French Army Tiger Rescues Downed Airmen
The crew of a French Army Gazelle light helicopter were rescued this month after their airframe suffered a ‘hard landing’ after being engaged by an insurgent PKM medium machine gun in the border region of Mali and Niger. The Gazelle carried its two pilots and an SOF sniper in the rear who was providing surgical fire support for French and local partner forces during Operation Aconit which the French categorised as “an airborne operation against an armed terrorist group”.
Niger’s Minister of National Defense announced; “A major joint military operation called ACONIT involving the Armed Forces of Niger (FAN) and Force Barkhane [as French forces are known as they operate under Operation Barkhane] with the support of U.S. Partners… in the northern border region of Tongo-Tongo…” targeting insurgents of the Islamic State in the Greater Sahara (ISGS).

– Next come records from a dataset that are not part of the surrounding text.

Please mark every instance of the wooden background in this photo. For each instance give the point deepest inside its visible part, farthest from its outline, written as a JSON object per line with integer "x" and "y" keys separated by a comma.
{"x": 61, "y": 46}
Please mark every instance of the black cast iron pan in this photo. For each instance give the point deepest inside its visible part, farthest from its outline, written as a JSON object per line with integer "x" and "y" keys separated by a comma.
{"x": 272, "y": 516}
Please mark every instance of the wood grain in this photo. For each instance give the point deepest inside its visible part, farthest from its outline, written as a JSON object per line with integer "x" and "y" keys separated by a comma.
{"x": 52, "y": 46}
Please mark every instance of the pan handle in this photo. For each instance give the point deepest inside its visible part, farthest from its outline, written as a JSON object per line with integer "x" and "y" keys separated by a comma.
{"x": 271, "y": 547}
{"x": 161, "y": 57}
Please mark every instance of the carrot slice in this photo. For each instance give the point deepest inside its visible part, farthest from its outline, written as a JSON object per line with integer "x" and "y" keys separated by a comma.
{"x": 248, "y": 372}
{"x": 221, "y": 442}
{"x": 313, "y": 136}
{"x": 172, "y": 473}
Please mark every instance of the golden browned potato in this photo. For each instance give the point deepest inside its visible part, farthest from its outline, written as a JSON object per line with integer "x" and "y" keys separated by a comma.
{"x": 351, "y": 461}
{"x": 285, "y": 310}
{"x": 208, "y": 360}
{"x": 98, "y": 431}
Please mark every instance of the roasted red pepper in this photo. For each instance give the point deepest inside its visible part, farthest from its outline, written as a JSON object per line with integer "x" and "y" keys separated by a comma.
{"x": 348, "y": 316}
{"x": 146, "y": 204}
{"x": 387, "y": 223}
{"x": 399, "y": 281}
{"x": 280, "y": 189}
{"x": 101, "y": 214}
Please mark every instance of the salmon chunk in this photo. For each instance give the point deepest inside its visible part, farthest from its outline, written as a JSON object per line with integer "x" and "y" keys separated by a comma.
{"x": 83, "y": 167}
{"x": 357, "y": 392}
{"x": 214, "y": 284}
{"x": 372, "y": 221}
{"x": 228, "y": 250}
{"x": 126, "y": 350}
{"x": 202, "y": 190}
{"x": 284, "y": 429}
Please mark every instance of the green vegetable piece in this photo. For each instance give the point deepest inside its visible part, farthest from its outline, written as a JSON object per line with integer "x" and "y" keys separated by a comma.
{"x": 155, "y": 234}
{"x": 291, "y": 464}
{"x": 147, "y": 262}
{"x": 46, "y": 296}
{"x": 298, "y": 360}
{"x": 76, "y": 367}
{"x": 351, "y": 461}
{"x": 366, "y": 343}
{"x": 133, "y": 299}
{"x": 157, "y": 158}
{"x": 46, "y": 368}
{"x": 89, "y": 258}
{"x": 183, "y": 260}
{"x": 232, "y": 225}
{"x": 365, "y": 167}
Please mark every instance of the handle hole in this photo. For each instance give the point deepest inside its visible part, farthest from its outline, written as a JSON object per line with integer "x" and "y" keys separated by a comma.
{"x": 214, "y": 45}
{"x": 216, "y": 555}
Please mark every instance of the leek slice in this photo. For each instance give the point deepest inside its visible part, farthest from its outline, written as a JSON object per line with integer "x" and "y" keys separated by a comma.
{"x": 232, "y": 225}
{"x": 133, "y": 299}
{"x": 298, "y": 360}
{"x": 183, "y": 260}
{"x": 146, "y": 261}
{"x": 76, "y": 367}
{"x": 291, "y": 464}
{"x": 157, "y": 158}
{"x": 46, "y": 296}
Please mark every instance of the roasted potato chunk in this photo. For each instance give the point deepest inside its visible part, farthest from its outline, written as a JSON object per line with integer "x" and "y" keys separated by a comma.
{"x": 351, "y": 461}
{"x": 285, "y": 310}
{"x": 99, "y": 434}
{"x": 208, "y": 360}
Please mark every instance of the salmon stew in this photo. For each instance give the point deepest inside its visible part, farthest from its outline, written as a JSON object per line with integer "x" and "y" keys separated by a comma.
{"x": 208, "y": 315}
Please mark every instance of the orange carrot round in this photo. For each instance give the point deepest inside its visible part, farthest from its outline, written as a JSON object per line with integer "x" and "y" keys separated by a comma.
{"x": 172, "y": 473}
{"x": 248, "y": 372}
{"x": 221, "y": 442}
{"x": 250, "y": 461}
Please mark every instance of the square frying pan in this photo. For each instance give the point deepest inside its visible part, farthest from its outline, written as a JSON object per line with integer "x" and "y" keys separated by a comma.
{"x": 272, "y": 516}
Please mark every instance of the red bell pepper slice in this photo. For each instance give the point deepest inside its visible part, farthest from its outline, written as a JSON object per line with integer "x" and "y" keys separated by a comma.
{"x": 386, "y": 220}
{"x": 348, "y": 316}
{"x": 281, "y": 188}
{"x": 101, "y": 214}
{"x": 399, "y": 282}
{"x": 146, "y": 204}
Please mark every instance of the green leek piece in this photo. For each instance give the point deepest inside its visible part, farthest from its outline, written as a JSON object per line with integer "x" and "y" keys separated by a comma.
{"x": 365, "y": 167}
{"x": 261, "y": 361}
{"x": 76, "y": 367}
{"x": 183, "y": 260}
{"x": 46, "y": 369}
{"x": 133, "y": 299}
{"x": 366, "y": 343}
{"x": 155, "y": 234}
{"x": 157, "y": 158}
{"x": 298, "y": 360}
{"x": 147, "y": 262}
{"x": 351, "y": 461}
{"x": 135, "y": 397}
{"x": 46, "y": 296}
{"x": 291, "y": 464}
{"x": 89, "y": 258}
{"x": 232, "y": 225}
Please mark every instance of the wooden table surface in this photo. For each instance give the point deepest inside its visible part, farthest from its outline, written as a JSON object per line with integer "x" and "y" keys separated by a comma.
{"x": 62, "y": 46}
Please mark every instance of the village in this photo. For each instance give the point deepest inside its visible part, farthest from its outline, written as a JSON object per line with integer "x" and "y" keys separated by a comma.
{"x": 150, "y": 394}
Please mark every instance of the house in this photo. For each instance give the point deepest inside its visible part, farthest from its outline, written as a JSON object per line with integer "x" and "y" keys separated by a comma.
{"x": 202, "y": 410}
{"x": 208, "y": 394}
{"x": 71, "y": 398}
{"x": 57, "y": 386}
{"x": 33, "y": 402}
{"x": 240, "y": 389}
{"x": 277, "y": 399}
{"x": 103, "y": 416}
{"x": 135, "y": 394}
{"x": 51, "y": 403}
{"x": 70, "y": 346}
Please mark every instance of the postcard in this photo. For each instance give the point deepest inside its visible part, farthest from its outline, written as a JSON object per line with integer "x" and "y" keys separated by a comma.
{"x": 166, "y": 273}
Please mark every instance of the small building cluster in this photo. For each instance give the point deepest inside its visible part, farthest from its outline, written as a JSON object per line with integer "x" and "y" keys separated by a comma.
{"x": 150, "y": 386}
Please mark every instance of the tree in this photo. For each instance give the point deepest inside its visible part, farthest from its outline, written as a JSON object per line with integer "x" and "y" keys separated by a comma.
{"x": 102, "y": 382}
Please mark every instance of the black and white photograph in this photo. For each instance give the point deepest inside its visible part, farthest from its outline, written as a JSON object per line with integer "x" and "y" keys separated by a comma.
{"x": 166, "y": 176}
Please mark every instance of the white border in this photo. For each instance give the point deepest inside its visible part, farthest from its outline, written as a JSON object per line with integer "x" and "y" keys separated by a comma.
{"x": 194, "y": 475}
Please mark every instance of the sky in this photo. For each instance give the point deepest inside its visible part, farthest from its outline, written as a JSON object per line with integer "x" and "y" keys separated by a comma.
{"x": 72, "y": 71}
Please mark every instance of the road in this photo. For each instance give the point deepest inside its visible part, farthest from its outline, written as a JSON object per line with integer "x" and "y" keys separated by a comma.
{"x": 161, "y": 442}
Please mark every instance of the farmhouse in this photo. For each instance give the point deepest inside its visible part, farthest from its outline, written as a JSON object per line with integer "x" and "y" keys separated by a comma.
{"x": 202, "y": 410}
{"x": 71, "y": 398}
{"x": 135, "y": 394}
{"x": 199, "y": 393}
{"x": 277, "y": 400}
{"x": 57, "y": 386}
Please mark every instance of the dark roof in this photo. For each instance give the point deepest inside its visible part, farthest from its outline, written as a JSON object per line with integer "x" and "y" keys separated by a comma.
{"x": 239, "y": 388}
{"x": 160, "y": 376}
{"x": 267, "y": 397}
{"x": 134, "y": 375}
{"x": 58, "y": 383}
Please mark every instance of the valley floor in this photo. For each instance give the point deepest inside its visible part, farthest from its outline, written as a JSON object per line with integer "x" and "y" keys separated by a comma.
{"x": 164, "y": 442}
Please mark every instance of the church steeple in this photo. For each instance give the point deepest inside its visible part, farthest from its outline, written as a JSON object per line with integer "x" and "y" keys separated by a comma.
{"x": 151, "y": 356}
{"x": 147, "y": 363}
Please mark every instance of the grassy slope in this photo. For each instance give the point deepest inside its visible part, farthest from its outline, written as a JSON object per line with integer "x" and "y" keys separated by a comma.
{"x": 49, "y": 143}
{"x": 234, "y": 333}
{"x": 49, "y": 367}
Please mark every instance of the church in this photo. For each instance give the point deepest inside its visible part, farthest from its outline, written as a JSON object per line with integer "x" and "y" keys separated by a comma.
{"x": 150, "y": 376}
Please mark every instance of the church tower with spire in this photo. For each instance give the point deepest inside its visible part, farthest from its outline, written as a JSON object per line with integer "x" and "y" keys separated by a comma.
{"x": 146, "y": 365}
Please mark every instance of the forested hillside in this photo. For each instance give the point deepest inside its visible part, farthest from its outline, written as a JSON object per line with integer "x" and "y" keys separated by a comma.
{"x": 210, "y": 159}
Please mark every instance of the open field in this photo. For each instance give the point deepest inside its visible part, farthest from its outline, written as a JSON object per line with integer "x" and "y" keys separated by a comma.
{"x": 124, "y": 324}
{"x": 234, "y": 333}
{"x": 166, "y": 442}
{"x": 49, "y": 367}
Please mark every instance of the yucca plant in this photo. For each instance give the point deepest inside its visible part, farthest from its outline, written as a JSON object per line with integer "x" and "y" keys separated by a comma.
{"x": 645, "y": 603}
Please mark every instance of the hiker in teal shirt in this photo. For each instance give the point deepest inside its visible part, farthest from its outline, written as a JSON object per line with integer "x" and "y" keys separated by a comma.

The village of Tongo-Tongo has become notorious following the October 2017 ambush of a US Army Special Forces patrol.
During this latest mission, fifteen ISGS jihadists were killed and several taken prisoner. The ISGS group were believed responsible for the May 14 deaths of 28 Nigerien soldiers near Tongo-Tongo. During the mission, the Gazelle was downed by PKM fire in a hostile area. French Army Tiger attack helicopters were swiftly vectored to the scene and the two wounded flight crew were strapped to the exterior of a Tiger and flown to medical facilities in Gao.
The French SOF sniper remained on the ground to destroy the downed Gazelle to deny it from the enemy and was picked up by a Chinook, an airframe not flown by the French and likely provided by a Royal Air Force contingent. The emergency extraction protocol is rarely used and is reminiscent of a similar emergency extraction in Helmand Province, Afghanistan in 2007 using British Army Apaches. In that mission, at Jugroom Fort, south-west of Garmsir, a pair of Apaches inserted then extracted Royal Marines to recover the body of one of their fallen.